We measured canopy closure over each survey monument with a convex densitometer using Strickler’s (1959) modification. Mean canopy closure at test sites was 57% (SE = 11%; minimum = 0%; maximum = 97%). Five of 9 test sites had canopy closures >65% (Table 1). We also recorded site (forest cover type, tree species, relative age or size, etc.) and weather (cloud cover, wind conditions, etc.) conditions.
Data Analysis
For each test, we calculated the cumulative average x- and y-coordinates following the addition of each new position fix. We calculated cumulative accuracy over time as the straight-line distance between each cumulative average coordinate and the “true” site coordinates obtained from the corner report. This allowed us to evaluate accuracy at specific time intervals and determine how long it took to achieve a sub-meter location. We limited cumulative accuracy calculations to the first hour of testing and pooled data among sites to calculate mean cumulative accuracy and 95% confidence interval. We used simple linear regression to test for a relationship between accuracy and canopy closure, antennae height, or precision. Individual models were fit for each variable because the sample size was too small to fit multivariate models. We used 50% circular error probability (CEP) as the measure of precision.

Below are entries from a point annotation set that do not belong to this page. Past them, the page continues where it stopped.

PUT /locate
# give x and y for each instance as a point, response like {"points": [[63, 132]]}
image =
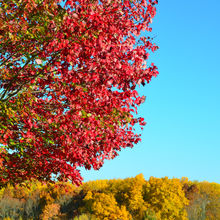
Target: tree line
{"points": [[127, 199]]}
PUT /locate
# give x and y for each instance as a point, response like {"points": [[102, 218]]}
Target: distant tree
{"points": [[68, 73], [166, 198]]}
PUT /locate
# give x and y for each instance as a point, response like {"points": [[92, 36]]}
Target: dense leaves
{"points": [[131, 198], [68, 73]]}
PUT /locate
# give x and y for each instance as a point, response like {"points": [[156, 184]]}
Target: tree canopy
{"points": [[68, 77]]}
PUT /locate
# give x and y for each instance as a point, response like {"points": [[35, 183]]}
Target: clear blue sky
{"points": [[182, 109]]}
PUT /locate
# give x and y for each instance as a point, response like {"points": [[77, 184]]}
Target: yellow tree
{"points": [[166, 198]]}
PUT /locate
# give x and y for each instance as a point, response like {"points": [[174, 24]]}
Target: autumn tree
{"points": [[68, 73], [166, 198]]}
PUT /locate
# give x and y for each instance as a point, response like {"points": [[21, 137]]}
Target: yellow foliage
{"points": [[104, 206], [166, 198], [50, 210]]}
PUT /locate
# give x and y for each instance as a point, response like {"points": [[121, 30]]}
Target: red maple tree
{"points": [[68, 76]]}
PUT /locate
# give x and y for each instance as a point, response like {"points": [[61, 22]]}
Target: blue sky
{"points": [[182, 109]]}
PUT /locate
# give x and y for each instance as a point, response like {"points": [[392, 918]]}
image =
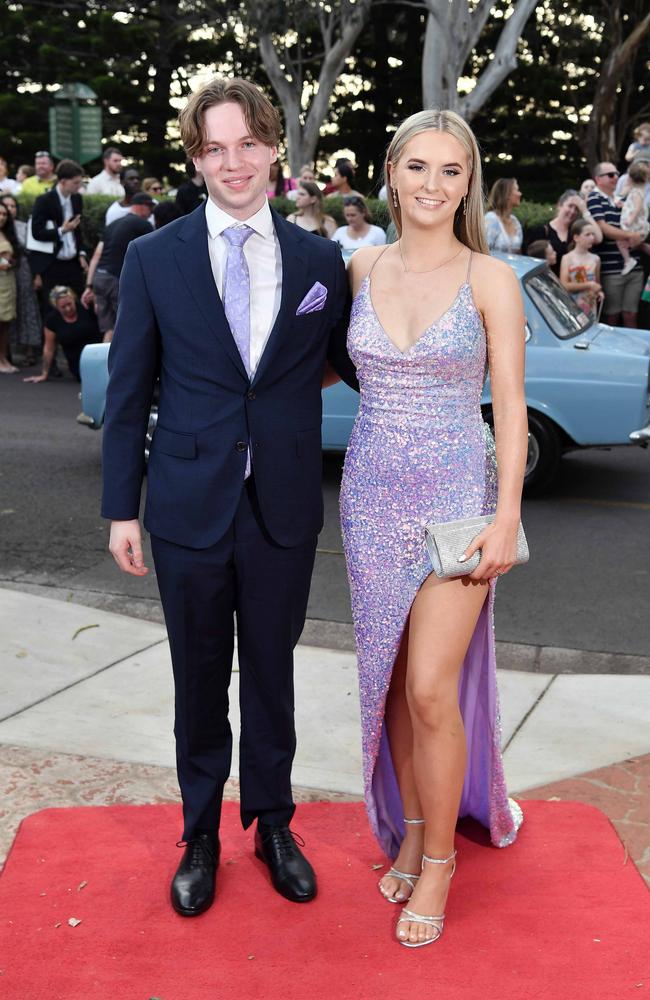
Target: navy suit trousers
{"points": [[265, 586]]}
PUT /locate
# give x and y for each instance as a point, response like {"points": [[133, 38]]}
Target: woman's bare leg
{"points": [[442, 622], [5, 363], [400, 738]]}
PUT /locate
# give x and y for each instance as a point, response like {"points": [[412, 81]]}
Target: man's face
{"points": [[113, 163], [234, 164], [131, 182], [606, 178], [43, 166], [70, 185]]}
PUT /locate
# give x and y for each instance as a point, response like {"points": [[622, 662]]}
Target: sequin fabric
{"points": [[419, 451]]}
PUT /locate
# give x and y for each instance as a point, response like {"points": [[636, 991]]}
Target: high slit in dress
{"points": [[419, 452]]}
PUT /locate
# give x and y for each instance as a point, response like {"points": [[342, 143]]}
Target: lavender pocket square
{"points": [[314, 300]]}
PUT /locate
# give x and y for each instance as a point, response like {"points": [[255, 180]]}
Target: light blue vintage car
{"points": [[587, 384]]}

We calculated direction and angular dispersion for each site (i) at 5-minute intervals over the first hour of testing to evaluate directional bias. Direction was calculated as the angle from the true location to the cumulative average coordinate for a given time interval. Angular dispersion was calculated using equations given by Zar (1984). Dispersion is a measure of concentration of angles that ranges from zero to one. Values near one indicate high concentration and, therefore, directional bias.
Cumulative accuracy estimates described above do not capture variation in location accuracy at any given site. To evaluate variation in SXBlue II accuracy over time, we changed the start time for each test and re-calculated cumulative accuracy over time for individual one-hour sample intervals. For each site, we used a total of 5 different sample intervals. For tests lasting ≥5 hours (n = 2), sample intervals started at 0, 1, 2, 3, and 4 hours. For tests lasting >1 but <5 hours (n = 4), sample intervals started every 15-30 minutes. For tests lasting 1 hour (n = 3), samples started at 0, 5, 10, 15, and 20 minutes, and each test duration got progressively shorter. We used the 5 sample intervals to calculate mean and 95% confidence intervals for cumulative accuracy over time. We then used site-level mean accuracies to compute grand mean cumulative accuracies and 95% confidence intervals.